And she taught secondary school science in Texas and California.
Today, Sebastian calls Newman Lake home, and she’s doing her best to adjust to winters.
“My first winter here was kind of dark and I was working on the house, stripping wallpaper and doing all that, thinking, ‘What on earth am I going to do here?’ But then spring came and I was like, ‘Wow – this is beautiful – I can do this.’ ”
As she moved around the country, the foundation for her environmental activism was laid by the Audubon Society – which she discovered when she was about 14 – and later the Sierra Club.
“When I started with the Kootenai Environmental Alliance, it was about two weeks before the county decided to update its subdivision ordinance, which was out of compliance. I was the only one there with land-use experience.”
The transplanted Californian was surprised by how land was regulated in Idaho compared to the crowded and totally developed counties of San Bernardino and Riverside.
“I found the land-use code vague.

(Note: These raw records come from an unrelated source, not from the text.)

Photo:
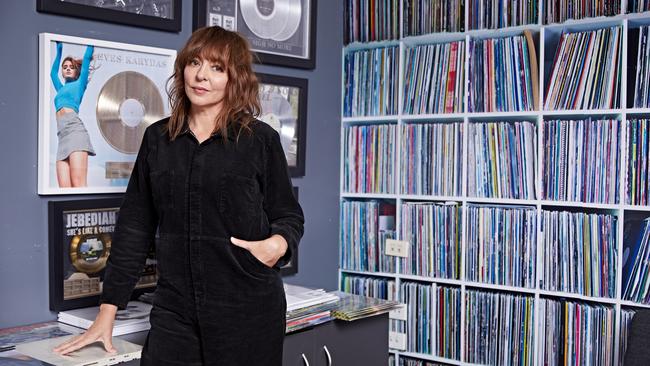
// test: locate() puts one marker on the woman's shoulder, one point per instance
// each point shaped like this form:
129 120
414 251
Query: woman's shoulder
262 130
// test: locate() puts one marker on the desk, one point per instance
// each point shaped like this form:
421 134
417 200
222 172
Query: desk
361 342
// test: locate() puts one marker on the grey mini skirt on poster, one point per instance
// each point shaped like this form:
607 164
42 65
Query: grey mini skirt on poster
73 136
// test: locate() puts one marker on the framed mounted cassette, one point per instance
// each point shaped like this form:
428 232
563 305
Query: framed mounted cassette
284 107
156 14
96 98
80 237
281 32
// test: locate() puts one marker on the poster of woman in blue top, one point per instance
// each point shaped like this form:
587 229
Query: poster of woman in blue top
74 142
96 98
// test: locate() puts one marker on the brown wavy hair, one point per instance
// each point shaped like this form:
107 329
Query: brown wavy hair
241 103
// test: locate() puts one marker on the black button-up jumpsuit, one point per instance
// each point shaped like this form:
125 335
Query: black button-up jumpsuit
215 303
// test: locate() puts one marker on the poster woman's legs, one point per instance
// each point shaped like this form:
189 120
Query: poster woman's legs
73 171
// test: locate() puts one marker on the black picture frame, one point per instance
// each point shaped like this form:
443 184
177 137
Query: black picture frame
291 267
273 111
73 225
268 50
113 16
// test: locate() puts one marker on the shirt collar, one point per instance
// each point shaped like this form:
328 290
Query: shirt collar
231 132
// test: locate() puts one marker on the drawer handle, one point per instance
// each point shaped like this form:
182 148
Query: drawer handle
329 357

People just looked at me and said, ‘Well you are in Idaho now.’ ”
Instead of administrators and lawmakers just passing ordinances, Sebastian prefers to bring stakeholders together as rules are considered.
“I find that if you bring people together, you discover that they have more in common than apart from each other,” she said.
At Neighborhood Alliance, she’s looking forward to broadening the organization’s horizon to Kootenai County.
“We share resources like water – and we also share transportation issues,” Sebastian said. “The bigger picture should be shared by both counties.”